Apesar da sua entrada tardia, a Tata Electronics ultrapassou significativamente a gigante taiwanesa Foxconn na montagem do iPhone para exportação da Índia, marcando uma grande mudança no cenário de fabricação de eletrônicos do país sob o esquema de incentivos Linked Manufacturing.
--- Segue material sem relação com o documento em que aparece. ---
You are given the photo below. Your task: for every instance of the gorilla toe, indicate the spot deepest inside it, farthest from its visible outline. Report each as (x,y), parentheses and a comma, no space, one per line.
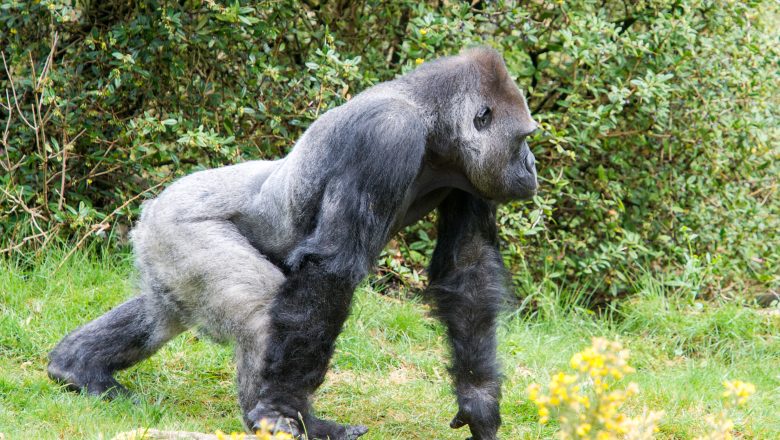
(90,382)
Imagens usadas apenas para representação.

Ponto importante

  • A Tata Electronics ultrapassou a Foxconn na montagem de iPhone para exportação, atingindo US$ 26,3 bilhões em valor durante o programa PLI FY22-FY26.
  • A Tata Electronics detém 46,01% do valor total da produção do iPhone na Índia, perto dos 49,3% da Foxconn.
  • A Foxconn mantém a liderança em valor total de produção devido à sua grande participação no mercado nacional, no valor de 12,4 bilhões de dólares.
  • A entrada da Tata na montagem do iPhone é recente, tendo adquirido a Wistron em novembro de 2023 e uma participação na Pegatron em 2024, enquanto a Foxconn começou em 2019.
  • As exportações representaram 73,6% do valor total da produção do iPhone na Índia nos últimos cinco anos, indicando o foco da Apple nos mercados internacionais.

Apesar de sua entrada tardia, a Tata Electronics ultrapassou a gigante de serviços de fabricação de eletrônicos (EMS) de Taiwan, Foxconn, para capturar uma parcela maior da montagem de iPhones, que é exportada do país, durante o período de cinco anos do programa Linked Manufacturing (PLI) entre os anos financeiros de 2021-22 (FY22) e FY26.

Segundo dados fornecidos pelos fornecedores ao governo, os iPhones montados pela Tata Electronics, exportados nos últimos cinco anos, valem 26,3 mil milhões de dólares em comparação com a Foxconn, que está atrás de 25,6 mil milhões de dólares.

Fechando a lacuna em toda a produção

Além disso, a Tata Electronics pode fechar a Foxconn na participação no valor total da produção de iPhones – tanto para exportação quanto para mercado interno – produzidos no país.

Com um valor total de produção de 35,5 bilhões de dólares entre 22 e 26 do ano passado, com uma participação de 46,01%.

As consultas à Tata Electronics e à Foxconn, no entanto, não suscitaram qualquer resposta. Um porta-voz da Apple Inc. ainda não respondeu.

Dinâmica do mercado interno

A maior participação da Foxconn no mercado interno compensa essa diferença.

O iPhone produzido para o mercado interno atingiu 12,4 mil milhões de dólares, o dobro do valor de produção da Tata Electronics que é de 6,3 mil milhões de dólares.

A Foxconn começou a montar iPhones para a Apple Inc em 2019, antes mesmo do início do programa PLI.

Os Tatas, por outro lado, tornaram-se retardatários na cadeia de fornecimento da Apple Inc, entrando no negócio de montagem do iPhone somente depois de terem comprado uma participação de 100 por cento na gigante taiwanesa Wistron em novembro de 2023.

Eles seguiram adquirindo uma participação de 60% na Pegatron em 2024, tornando a batalha de mão dupla.

foco nas exportações e crescimento das vendas internas

Nos últimos cinco anos, as exportações têm sido claramente o foco da Apple Inc.

Os números contam a história: as exportações representam 73,6% do valor total da produção dos iPhones montados no país, sendo o restante proveniente do mercado interno.

Para as empresas que vendem muito poucos iPhones importados da China para satisfazer o mercado interno, o período PLI assistiu a um crescimento nas vendas de iPhone apoiado por ofertas de troca e descontos atraentes, e pela mudança na procura dos consumidores por telefones premium.

Como resultado, iPhones no valor de 18,6 mil milhões de dólares (176.680 milhões de rupias) foram vendidos no mercado interno no prazo de cinco anos – um reflexo claro da razão pela qual a empresa conseguiu aumentar tanto o valor como a participação em volume nos sorteios nacionais.

Por exemplo, no primeiro trimestre de 2026, o iPhone 17 foi a marca com maior volume de vendas, com uma quota de 4 por cento, apesar do preço superior a Rs 82.900.

O iPhone 16 é o sexto mais vendido, com uma participação em volume de 2%, de acordo com a Counterpoint Research.